Rules That Should Be Checked During Transaction Processing

These data rules are important enough to spend valuable server-side processing time to check in order to avoid improper data from entering a database. They are done at the server end because they require access to data that is not in the transaction. They usually execute within the context of the transaction, sending rejection or confirmation information back to the data entry station within the context of the transaction.

Rules That Should Be Deferred For Execution

These are rules that are more complex and require extensive machine resources to execute. They show few violations in the data. The checking for these rules can be deferred until a periodic sweep of the database can be done.

Rules That Do Not Need To Be Checked

These are rules that do not show violations. Analysis of operational systems assures you that the rule will not be violated on data entering the database.

You may be willing to accept some others that do not have any significant amount of violations and for which the consequences of a violation are not important. This choice would be made to avoid overloading operational systems.

You may want to re-execute these rules in the data profiling venue periodically to ensure that they continue to have little operational value. Systems change a lot, and so do people executing data acquisition processes. A rule may move up in importance if a change starts causing more inaccuracies.

Data Rule Checkers for Transactions

Checkers in transaction code can be implemented for rules in the second category previously mentioned. These can be implemented as screen logic, application server programs, database procedures, or by the insertion of a rule engine for processing. When this remedy is used, the data profiling repository should keep track of where the rule is executing.

Note that almost all rules for individual business objects can be checked this way. Because only the data of a single object is involved, it never takes much resource to perform the check.

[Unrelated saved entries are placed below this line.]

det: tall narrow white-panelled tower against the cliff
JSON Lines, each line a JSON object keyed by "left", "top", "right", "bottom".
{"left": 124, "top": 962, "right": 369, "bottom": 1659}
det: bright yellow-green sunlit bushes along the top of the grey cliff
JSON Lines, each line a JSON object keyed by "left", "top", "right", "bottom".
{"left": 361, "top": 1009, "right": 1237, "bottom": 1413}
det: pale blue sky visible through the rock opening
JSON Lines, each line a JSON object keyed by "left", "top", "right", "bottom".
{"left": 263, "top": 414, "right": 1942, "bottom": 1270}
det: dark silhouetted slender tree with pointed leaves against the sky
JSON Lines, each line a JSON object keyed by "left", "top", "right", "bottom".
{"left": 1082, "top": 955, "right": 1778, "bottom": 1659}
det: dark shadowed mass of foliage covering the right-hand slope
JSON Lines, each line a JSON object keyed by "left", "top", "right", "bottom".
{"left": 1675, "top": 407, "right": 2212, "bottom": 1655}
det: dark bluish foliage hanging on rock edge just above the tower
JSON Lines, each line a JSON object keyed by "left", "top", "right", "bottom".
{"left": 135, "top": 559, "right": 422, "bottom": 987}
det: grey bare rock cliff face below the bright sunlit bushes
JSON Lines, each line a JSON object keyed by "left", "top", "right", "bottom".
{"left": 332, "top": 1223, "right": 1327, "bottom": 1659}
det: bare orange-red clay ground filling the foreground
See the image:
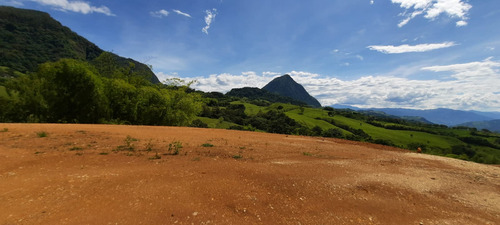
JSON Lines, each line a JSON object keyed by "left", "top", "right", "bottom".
{"left": 0, "top": 124, "right": 500, "bottom": 225}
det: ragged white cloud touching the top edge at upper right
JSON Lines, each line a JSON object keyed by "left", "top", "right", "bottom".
{"left": 391, "top": 0, "right": 472, "bottom": 27}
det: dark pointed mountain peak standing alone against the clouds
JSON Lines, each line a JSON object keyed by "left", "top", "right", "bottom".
{"left": 262, "top": 74, "right": 321, "bottom": 107}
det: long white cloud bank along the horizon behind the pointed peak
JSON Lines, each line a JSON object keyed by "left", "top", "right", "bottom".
{"left": 160, "top": 58, "right": 500, "bottom": 111}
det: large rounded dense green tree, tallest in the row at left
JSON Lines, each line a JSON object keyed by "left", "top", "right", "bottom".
{"left": 34, "top": 59, "right": 109, "bottom": 123}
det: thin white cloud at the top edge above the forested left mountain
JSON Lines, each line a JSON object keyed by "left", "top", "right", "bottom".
{"left": 31, "top": 0, "right": 115, "bottom": 16}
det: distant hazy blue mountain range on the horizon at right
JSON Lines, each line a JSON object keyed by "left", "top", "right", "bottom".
{"left": 332, "top": 105, "right": 500, "bottom": 132}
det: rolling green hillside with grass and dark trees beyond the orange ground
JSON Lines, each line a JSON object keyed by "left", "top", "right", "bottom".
{"left": 199, "top": 98, "right": 500, "bottom": 164}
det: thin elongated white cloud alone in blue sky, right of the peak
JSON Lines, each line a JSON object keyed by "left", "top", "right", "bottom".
{"left": 367, "top": 42, "right": 455, "bottom": 54}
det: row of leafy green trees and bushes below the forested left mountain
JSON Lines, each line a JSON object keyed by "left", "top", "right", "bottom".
{"left": 0, "top": 59, "right": 202, "bottom": 126}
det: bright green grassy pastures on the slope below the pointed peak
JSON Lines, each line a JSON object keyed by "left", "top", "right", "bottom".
{"left": 202, "top": 100, "right": 500, "bottom": 164}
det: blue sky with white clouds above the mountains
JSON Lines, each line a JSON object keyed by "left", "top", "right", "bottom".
{"left": 0, "top": 0, "right": 500, "bottom": 111}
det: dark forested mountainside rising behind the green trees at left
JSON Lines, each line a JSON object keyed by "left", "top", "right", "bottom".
{"left": 0, "top": 6, "right": 159, "bottom": 83}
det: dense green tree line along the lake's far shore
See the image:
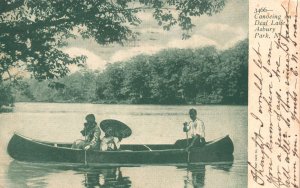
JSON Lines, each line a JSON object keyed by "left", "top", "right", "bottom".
{"left": 6, "top": 39, "right": 248, "bottom": 104}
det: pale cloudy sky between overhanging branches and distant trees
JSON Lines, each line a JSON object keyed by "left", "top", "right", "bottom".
{"left": 63, "top": 0, "right": 249, "bottom": 72}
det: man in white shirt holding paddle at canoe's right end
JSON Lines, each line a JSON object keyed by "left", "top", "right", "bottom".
{"left": 183, "top": 108, "right": 205, "bottom": 150}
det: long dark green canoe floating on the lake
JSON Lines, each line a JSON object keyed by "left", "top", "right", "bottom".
{"left": 7, "top": 133, "right": 234, "bottom": 165}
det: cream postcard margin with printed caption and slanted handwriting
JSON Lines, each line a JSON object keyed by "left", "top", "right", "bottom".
{"left": 248, "top": 0, "right": 300, "bottom": 188}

The point in the data flow process where a rule is executed can be influenced by what data is available at each point in the process. If the data entry screens contain all of the columns in the rule, the checking can be done right on the screen and the transaction stopped before it enters the transaction path. If it requires fetching some of the data that is not on the screen but already in the database, processing may be deferred until later in the process.

Data Rule Checkers for Periodic Checks

Batch programs can be written that sweep the database periodically and look for rule violations. This should be done for rules that are not appropriate for transaction checking. Almost none of the single business object rules fall into this category.

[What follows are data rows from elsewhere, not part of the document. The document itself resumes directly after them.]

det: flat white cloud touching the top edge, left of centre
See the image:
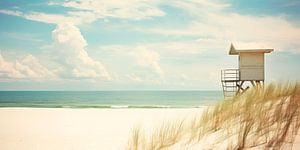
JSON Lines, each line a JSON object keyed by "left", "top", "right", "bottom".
{"left": 63, "top": 0, "right": 165, "bottom": 20}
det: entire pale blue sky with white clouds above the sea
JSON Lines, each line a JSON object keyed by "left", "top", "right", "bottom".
{"left": 0, "top": 0, "right": 300, "bottom": 91}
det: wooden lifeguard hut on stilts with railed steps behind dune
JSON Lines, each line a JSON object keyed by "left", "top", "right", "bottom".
{"left": 221, "top": 44, "right": 273, "bottom": 98}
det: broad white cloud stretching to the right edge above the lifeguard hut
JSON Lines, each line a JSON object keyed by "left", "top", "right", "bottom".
{"left": 132, "top": 1, "right": 300, "bottom": 53}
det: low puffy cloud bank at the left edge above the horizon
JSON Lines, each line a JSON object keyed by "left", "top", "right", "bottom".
{"left": 0, "top": 53, "right": 57, "bottom": 80}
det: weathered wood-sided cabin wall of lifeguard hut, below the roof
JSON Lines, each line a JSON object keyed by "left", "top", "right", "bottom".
{"left": 239, "top": 53, "right": 265, "bottom": 80}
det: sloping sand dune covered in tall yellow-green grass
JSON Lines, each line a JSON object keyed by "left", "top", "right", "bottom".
{"left": 127, "top": 82, "right": 300, "bottom": 150}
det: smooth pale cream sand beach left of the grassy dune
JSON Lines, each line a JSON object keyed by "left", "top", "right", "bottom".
{"left": 0, "top": 108, "right": 203, "bottom": 150}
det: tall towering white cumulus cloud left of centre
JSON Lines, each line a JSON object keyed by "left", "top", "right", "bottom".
{"left": 52, "top": 23, "right": 111, "bottom": 79}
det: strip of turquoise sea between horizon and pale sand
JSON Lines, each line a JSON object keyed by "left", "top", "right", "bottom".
{"left": 0, "top": 91, "right": 223, "bottom": 108}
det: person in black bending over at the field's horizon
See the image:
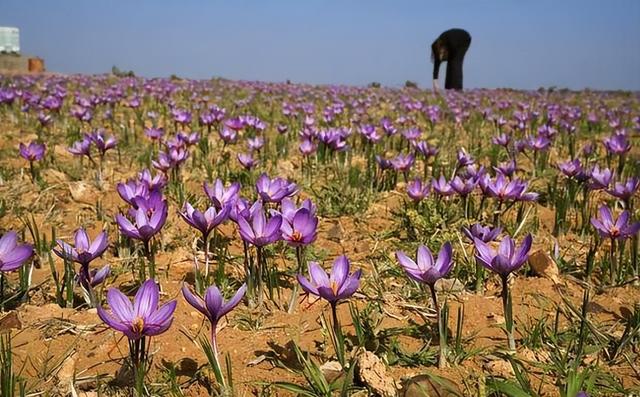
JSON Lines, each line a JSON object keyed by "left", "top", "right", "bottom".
{"left": 431, "top": 29, "right": 471, "bottom": 90}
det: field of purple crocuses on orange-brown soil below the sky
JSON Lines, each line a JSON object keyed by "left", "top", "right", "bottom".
{"left": 0, "top": 75, "right": 640, "bottom": 397}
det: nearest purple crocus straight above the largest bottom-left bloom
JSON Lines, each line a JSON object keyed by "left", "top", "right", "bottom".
{"left": 116, "top": 200, "right": 168, "bottom": 243}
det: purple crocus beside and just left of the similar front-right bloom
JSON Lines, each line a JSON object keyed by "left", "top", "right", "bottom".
{"left": 396, "top": 242, "right": 453, "bottom": 286}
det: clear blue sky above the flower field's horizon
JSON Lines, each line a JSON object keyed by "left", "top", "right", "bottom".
{"left": 0, "top": 0, "right": 640, "bottom": 90}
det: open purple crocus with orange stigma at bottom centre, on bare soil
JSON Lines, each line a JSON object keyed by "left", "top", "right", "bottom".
{"left": 297, "top": 255, "right": 362, "bottom": 305}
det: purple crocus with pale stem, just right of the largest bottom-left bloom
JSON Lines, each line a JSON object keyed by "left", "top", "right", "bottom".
{"left": 182, "top": 284, "right": 247, "bottom": 356}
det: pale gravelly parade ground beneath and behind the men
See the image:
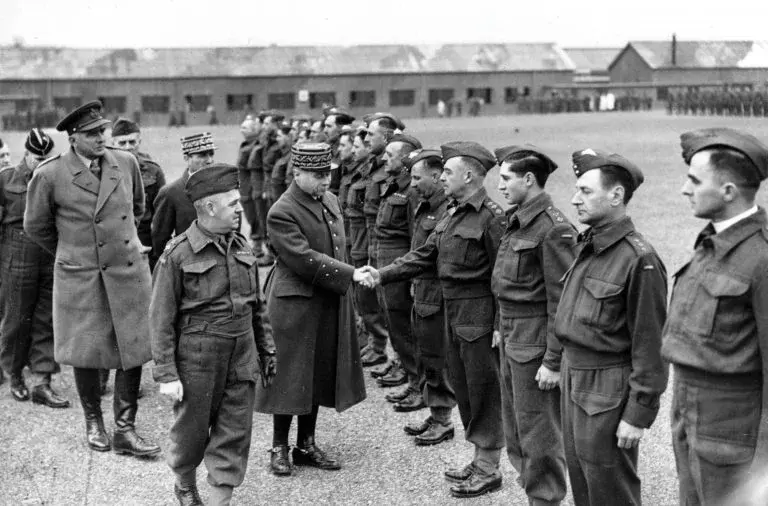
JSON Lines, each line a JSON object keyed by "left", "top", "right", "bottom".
{"left": 0, "top": 112, "right": 768, "bottom": 506}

Improving Business Procedures

Analysis of the results of data rule execution may uncover the need to alter business policies and practices. This can occur in either direction. A rule often violated may indicate that the corporation is really not following the rule. Evaluation of the business process may uncover the fact that the rule is no longer applicable and should be discarded.

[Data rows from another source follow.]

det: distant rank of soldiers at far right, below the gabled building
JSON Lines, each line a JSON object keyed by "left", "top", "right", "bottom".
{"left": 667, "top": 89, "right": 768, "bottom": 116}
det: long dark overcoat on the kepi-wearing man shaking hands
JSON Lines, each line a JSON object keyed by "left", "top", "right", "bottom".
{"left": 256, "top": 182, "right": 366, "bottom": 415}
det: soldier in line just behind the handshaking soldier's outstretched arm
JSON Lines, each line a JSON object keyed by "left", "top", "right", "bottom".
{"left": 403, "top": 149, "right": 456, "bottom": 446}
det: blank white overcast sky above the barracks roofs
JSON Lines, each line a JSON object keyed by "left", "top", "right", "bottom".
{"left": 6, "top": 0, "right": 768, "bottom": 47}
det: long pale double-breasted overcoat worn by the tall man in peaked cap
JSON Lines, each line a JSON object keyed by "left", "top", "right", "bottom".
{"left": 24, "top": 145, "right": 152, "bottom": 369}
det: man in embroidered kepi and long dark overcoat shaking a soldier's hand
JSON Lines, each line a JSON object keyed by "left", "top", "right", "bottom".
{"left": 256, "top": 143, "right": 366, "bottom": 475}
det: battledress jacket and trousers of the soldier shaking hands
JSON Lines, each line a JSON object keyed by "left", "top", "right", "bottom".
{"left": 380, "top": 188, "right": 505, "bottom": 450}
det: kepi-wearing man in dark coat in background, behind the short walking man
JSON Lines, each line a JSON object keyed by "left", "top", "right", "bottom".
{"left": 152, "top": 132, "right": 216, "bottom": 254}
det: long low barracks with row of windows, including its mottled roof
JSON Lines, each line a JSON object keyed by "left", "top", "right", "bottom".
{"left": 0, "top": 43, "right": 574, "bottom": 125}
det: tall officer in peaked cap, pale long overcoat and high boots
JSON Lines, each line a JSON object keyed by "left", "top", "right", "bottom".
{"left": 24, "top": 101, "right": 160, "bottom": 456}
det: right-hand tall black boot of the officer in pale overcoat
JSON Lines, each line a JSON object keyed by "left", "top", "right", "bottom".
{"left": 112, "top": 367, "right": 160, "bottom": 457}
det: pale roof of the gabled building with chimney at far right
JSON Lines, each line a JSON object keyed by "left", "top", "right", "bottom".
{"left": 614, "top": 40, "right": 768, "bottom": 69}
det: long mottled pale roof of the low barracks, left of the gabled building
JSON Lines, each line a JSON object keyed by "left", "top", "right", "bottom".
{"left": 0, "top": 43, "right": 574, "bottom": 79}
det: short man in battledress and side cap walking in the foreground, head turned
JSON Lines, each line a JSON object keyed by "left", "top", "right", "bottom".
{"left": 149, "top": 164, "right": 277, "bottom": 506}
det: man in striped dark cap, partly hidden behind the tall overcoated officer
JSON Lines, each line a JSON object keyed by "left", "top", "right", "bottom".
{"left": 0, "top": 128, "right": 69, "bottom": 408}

Similarly, the frequent violation of a rule that is deemed to be important may lead to changes in business practices that ensure that the rule is honored either all of the time or that acceptable exceptions are made. Analysis of results may also indicate the opportunity to provide feedback to people generating the data. They may not be aware of the mistakes they are making or the existence of a rule.

Maintaining a Data Rule Repository

If you have gone through the process of generating a library of data rules, tested the rules against the data, and then used the output to generate issues for system improvements, it only makes sense that you would want to preserve all of this information for future use. It is extremely important to either capture the data rule in the data profiling repository or move it to a rule engine repository or an enterprise repository at the end of data profiling. You will want to use these rules to check improvements, ensure data continues to conform, and as the basis for system change decisions in the future.